6 Secretary's Order 1-2002 (Delegation of Authority and Responsibility to the Administrative Review Board), 67 Fed. Reg. 64,272 (Oct. 17, 2002); 29 C.F.R. § 1980.110 (2007).
7 See 29 C.F.R. § 1980.110(b).
8 Clean Harbors Envtl. Servs., Inc. v. Herman, 146 F.3d 12, 21 (1st Cir. 1998), (quoting Richardson v. Perales, 402 U.S. 389, 401 (1971)).
9 Universal Camera Corp. v. NLRB, 340 U.S. 474, 488 (1951).
10 5 U.S.C.A. § 557(b) (West 1996).
11 See Getman v. Sw. Secs., Inc., ARB No. 04-059, ALJ No. 2003-SOX-8, slip op. at 7 (ARB July 29, 2005).
12 18 U.S.C.A. § 1514A(a).
13 See 49 U.S.C.A. § 42121(b)(2)(B) (iii) (West Supp. 2006). See also Getman, slip op. at 8; Peck v. Safe Air Int'l, Inc. d/b/a Island Express, ARB No. 02-028, ALJ No. 2001-AIR-3, slip op. at 6-10 (ARB Jan. 30, 2004).
14 Hereinafter, we refer to these Federal statutes and SEC rules and regulations, collectively, as the "federal securities laws."
15 Platone v.
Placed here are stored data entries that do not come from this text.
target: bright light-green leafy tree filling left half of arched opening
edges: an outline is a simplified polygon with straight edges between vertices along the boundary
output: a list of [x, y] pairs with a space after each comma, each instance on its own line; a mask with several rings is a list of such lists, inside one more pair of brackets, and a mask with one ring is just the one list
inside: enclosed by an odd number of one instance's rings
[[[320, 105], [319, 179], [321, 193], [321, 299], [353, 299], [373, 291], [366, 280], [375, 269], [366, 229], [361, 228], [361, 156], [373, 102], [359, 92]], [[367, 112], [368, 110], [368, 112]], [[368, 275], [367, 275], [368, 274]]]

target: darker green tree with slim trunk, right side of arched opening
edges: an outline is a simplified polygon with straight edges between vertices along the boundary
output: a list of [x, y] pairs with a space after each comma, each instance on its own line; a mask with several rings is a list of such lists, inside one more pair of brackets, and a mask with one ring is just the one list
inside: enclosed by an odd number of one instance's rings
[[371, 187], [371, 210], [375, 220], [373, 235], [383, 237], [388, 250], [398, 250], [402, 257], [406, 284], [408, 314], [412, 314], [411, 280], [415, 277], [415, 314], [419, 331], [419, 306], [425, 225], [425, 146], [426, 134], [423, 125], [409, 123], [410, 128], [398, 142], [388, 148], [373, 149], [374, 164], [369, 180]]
FLYi, Inc., ARB No. 04-154, ALJ No. 2003-SOX-27, slip op. at 17 (ARB Sept. 29, 2006).
16 But as Cardinal points out, and the record supports, since the third quarter 2001 report was not filed with the SEC until November 14, 2001, the stock price spike between September 6 and October 18 could not have been the result of the SEC report. Rebuttal Br. at 4; RX 6.
17 Melendez v. Exxon Chems. Am., ARB No. 96-051, ALJ No. 97-ERA-006, slip op. at 27-28 (ARB July 14, 2000)
18 Jordan v. Alternative Res. Corp., 458 F.3d 332, 339 (4th Cir. 2006), cert. denied, __ U.S. __, 127 S.Ct. 2036 (2007).
19 See Jordan, 458 F. 3d. at 339.
20 The ALJ did not make findings whether Cardinal violated GAAP or FFIEC standards.
21 15 U.S.C.A. § 7213(a)(2)(A)(iii)(ll)(bb) (West Supp 2006). Oversight Board rules require independent accountants of publicly traded companies to comply with generally accepted auditing standards. But the Oversight Board did not adopt these rules until 2003, long after Cardinal fired Welch. See ww.PCAOB.org/standards/interim-standards/index.aspx.
22 See Hall v. U. S. Dep't of Labor, ARB Nos. 02-108, 03-013, ALJ No. 1997-SDW-005, slip op. at 6 (ARB Dec. 30, 2004) (failure to present argument or pertinent authority waives argument), aff'd, 476 F.3d 847, 861 n.8 ("allegations unsupported by legal argument or citation to evidentiary support in the record are insufficient to raise the specific legal theory [appellant] now alleges ARB overlooked"). Cf. 2A Sutherland on Statutory Construction § 46:4 (N. Singer, 6th ed. 2000) ("A party who asks the court to ignore the plain language of a statute must show that it is manifest that the legislature could not possibly have meant what it said in that language, or the natural reading of the statute would lead to an absurd result").